LLaMP: Large Language Model Made Powerful for High-fidelity Materials Knowledge Retrieval and Distillation

Reducing hallucination of Large Language Models (LLMs) is imperative for use in the sciences where reproducibility is crucial. However, LLMs inherently lack long-term memory, making it a nontrivial, ad hoc, and inevitably biased task to fine-tune them on domain-specific literature and data. Here we introduce LLaMP, a multimodal retrieval-augmented generation (RAG) framework of multiple data-aware reasoning-and-acting (ReAct) agents that dynamically interact with computational and experimental data on Materials Project (MP). Without fine-tuning, LLaMP demonstrates an ability to comprehend and integrate various modalities of materials science concepts, fetch relevant data stores on the fly, process higher-order data (such as crystal structures and elastic tensors), and summarize multi-step procedures for solid-state synthesis. We show that LLaMP effectively corrects errors in GPT-3.5's intrinsic knowledge, reducing a 5.21% MAPE on frequently-documented bandgaps and a significant 1103.54% MAPE on formation energies -- errors that GPT-3.5 seems to derive from mixed data sources. Additionally, LLaMP substantially reduces the hallucinated volumetric strain in a diamond cubic silicon structure from 66.3% to 0. The proposed framework offers an intuitive and nearly hallucination-free approach to exploring materials informatics and establishes a pathway for knowledge distillation and fine-tuning other language models. We envision the framework as a valuable component for scientific hypotheses and a foundation for future autonomous laboratories where multiple LLM agents communicate and cooperate with robotics to drive material synthesis and chemical reactions without hard-coded human logic and intervention.

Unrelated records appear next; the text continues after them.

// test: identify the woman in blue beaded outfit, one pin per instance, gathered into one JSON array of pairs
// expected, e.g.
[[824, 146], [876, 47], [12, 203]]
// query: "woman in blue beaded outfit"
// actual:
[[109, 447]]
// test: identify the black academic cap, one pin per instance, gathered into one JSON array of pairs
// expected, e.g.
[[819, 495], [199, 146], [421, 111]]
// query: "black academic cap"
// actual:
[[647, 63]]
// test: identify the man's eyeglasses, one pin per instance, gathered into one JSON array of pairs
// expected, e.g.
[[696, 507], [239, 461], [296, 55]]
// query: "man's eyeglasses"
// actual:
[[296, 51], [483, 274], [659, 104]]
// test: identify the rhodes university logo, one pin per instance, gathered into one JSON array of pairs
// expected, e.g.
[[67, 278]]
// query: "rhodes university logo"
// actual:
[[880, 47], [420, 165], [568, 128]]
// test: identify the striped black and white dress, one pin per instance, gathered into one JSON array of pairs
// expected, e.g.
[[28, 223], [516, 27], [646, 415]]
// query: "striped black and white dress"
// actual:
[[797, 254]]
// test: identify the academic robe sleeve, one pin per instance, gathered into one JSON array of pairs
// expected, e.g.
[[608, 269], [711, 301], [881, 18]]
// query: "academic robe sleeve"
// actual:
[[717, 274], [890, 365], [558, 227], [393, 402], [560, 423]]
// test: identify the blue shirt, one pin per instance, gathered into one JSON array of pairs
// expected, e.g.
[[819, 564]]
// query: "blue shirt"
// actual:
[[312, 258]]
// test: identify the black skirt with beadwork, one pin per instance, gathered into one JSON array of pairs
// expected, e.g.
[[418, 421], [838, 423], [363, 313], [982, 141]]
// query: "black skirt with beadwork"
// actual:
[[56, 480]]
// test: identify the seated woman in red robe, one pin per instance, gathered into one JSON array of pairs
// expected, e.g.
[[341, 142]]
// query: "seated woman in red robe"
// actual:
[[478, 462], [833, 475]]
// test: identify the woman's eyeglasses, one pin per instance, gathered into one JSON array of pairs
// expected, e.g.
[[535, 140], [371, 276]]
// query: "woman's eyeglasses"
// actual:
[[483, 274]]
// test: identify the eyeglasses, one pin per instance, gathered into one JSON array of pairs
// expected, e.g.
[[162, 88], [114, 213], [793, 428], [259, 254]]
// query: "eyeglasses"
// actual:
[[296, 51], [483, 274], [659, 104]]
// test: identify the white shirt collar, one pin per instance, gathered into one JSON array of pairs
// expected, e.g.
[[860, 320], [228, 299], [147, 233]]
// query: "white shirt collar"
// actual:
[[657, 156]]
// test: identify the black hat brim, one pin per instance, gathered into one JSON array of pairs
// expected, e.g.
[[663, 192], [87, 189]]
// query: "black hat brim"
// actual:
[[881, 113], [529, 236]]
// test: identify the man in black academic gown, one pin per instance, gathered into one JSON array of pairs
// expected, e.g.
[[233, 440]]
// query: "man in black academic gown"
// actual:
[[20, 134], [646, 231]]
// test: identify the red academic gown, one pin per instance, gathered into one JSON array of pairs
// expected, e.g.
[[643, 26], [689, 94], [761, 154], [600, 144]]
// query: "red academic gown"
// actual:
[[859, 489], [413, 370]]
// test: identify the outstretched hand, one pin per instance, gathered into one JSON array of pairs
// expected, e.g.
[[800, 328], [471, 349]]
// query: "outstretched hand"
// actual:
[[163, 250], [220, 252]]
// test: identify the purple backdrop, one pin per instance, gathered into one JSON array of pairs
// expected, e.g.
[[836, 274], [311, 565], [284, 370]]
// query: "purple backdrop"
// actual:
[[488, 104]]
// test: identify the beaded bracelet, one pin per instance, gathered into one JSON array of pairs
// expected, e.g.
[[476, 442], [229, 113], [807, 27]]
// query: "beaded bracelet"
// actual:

翻译：降低大语言模型（LLMs）的幻觉现象对于在注重可重复性的科学领域中的应用至关重要。然而，LLMs天生缺乏长期记忆，这使得在领域特定文献和数据上对其进行微调成为一项非平凡、临时性且不可避免存在偏见的工作。本文提出LLaMP——一种基于多模态检索增强生成（RAG）框架，包含多个具有数据感知能力的推理-行动（ReAct）智能体，能够与Materials Project（MP）上的计算和实验数据动态交互。无需微调，LLaMP即展现出理解与整合多种模态材料科学概念的能力：可实时获取相关数据存储、处理高阶数据（如晶体结构和弹性张量），并总结固态合成的多步骤流程。研究表明，LLaMP有效纠正了GPT-3.5内在知识中的错误：针对高频记录的带隙数据，平均绝对百分比误差（MAPE）降低5.21%；针对形成能数据，GPT-3.5因混合数据源导致的显著误差从1103.54%大幅下降。此外，LLaMP将金刚石立方硅结构中的虚构体积应变从66.3%降至0。该框架为探索材料信息学提供了一种直观且近乎无幻觉的路径，同时为知识蒸馏和其他语言模型的微调建立了通路。我们预期该框架将成为科学假设的有价值组件，并奠定未来自主实验室的基础——其中多个LLM智能体可与机器人通信协作，无需硬编码的人类逻辑与干预，即可驱动材料合成与化学反应。